A model for religious exemption surveys
Employers generally have no reason to inquire about an employee’s religious faith, except for good faith inquiries regarding Sabbath Keeper schedules, religious dress requirements that affect an employer’s uniform, safety or other work-related requirements, and the requirements of health care providers. The coronavirus pandemic, however, has led many employers who have adopted mandatory vaccination policies to face, most for the first time, sensitive conversations about religious issues.
Employers adopting mandatory vaccination policies should designate trained human resources staff to participate in these conversations. Those responsible for these discussions should conduct them objectively. Like other workplace policies, exemption requests must be handled in a consistent manner, employees must be encouraged to communicate with the employer, and exemption requests must be processed in a timely manner and discreetly.
A template of questions that are asked of each employee requesting a religious exemption is helpful. Questions that ask the employee to identify the religion on which the religious exemption is based and the length of membership can provide sufficient information to analyze the exemption.

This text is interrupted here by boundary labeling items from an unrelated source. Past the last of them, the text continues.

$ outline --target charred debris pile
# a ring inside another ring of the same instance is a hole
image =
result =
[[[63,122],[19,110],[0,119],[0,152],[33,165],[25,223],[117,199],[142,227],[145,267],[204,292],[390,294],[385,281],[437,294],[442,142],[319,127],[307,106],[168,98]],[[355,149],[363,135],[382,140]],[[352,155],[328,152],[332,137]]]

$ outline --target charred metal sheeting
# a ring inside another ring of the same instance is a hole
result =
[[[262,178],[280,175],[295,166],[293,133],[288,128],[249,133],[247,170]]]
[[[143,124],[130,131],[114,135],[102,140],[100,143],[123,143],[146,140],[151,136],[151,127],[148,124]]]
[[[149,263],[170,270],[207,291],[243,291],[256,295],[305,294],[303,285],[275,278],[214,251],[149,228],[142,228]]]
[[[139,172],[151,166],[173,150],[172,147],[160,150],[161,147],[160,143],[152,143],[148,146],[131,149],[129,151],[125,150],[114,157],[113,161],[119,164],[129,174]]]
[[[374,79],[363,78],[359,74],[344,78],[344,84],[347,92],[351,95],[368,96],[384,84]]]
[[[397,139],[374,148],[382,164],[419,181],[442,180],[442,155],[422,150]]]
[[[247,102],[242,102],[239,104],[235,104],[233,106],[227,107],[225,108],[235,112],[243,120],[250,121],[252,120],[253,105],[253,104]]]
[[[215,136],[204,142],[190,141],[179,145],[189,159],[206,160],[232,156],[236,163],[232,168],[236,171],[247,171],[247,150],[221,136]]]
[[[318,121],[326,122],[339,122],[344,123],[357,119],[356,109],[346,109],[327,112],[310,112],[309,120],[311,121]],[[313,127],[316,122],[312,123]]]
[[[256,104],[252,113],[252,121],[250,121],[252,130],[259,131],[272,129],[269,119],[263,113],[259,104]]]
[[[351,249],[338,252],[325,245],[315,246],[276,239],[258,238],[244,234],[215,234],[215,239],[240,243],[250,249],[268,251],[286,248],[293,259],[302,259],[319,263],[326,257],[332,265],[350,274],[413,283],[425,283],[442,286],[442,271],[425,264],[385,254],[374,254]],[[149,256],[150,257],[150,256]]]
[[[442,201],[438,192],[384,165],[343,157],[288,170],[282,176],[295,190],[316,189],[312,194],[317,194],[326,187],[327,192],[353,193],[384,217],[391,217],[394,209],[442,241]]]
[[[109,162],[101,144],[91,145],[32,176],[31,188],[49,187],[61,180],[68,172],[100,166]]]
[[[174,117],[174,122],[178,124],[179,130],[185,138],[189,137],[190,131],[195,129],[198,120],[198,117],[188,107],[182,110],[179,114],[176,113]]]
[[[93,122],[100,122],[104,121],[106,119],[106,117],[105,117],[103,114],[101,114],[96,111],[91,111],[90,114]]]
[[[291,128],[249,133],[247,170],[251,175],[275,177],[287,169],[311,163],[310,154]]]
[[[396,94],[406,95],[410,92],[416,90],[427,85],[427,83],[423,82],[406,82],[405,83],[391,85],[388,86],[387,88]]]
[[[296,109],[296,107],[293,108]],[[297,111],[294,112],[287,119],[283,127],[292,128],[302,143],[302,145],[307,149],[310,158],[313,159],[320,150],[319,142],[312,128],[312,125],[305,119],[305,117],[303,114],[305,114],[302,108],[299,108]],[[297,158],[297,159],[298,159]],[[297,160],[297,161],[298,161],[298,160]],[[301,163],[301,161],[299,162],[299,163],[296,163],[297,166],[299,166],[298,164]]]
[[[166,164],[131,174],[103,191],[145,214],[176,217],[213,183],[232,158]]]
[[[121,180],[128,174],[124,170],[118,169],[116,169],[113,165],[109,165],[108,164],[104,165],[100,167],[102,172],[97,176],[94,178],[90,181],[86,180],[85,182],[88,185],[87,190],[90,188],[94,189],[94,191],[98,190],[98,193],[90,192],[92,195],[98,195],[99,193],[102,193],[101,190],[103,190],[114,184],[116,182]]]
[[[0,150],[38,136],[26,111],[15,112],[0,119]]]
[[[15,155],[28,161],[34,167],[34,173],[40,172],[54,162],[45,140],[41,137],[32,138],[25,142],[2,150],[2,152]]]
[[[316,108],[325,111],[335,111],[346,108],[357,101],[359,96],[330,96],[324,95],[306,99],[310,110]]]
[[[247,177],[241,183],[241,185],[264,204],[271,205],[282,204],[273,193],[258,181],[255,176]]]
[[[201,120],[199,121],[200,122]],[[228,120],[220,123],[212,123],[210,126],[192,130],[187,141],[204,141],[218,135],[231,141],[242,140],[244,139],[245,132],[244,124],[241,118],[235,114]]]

A simple question worded as “whether the claimed religion prohibits the Covid-19 vaccine or vaccination in general” is correct in this context, although employers should understand that there may be sincere religious beliefs that might not align on the central tenets of a religion.
“Religious” exemptions based on misleading claims
Some information circulating publicly is based on inaccurate information that purports to support religious exemptions. For example, some individuals have claimed that their faith forbids vaccination against Covid-19 because vaccines are made up of cells from aborted fetuses. These “facts” are patently false and employees who raise these claims should be directed to scientific data which shows these claims to be unfounded.

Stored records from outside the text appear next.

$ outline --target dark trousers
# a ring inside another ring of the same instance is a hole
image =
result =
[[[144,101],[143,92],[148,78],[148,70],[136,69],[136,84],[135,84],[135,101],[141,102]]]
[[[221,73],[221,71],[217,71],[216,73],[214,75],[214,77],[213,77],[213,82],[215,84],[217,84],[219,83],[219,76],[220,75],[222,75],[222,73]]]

The factually incorrect rumor (upon which some religious exemptions are based) that the Covid-19 vaccines themselves contain fetal cells or DNA is refuted by actual fact sheets for the NOT A WORD, Moderna, and Pfizer vaccines which clarify that none of these ingredients are found in these vaccines, although some vaccines have been developed or tested with scientifically verified cell lines.
Major religious leaders have also issued statements in favor of compulsory vaccination. Pope Francis recently issued a statement urging everyone to take the Covid-19 vaccine for the ‘good of all’ and the Vatican doctrinal office announced that it was “morally acceptable” for Catholics to be vaccinated against Covid-19.
And although there is not a single similar authority for the Jewish faith, it is a commonly accepted Jewish religion. preceptthat protecting one’s health (and the health of the community) is a mitzvah, who orders to take the Covid-19 vaccine as part of social responsibility.
Religious discussions are a sensitive topic in the workplace and having these discussions in the context of a global pandemic in which a vaccine plays a role does not make these discussions easy or straightforward. But applying a sensitive approach to these claimed exemptions should yield a consistent and careful result.
This column does not necessarily reflect the opinion of the Bureau of National Affairs, Inc. or its owners.
Jen rubin is a member of Mintz practicing employment law and is also a member of the firm’s ESG practice group. She advises clients from various industries on issues such as adherence to wages and hours and maintains a strong testing practice, with a focus on class actions, trade secrets and professional mobility litigation, and advocacy against discrimination, reprisals and other disputes arising out of the employment relationship.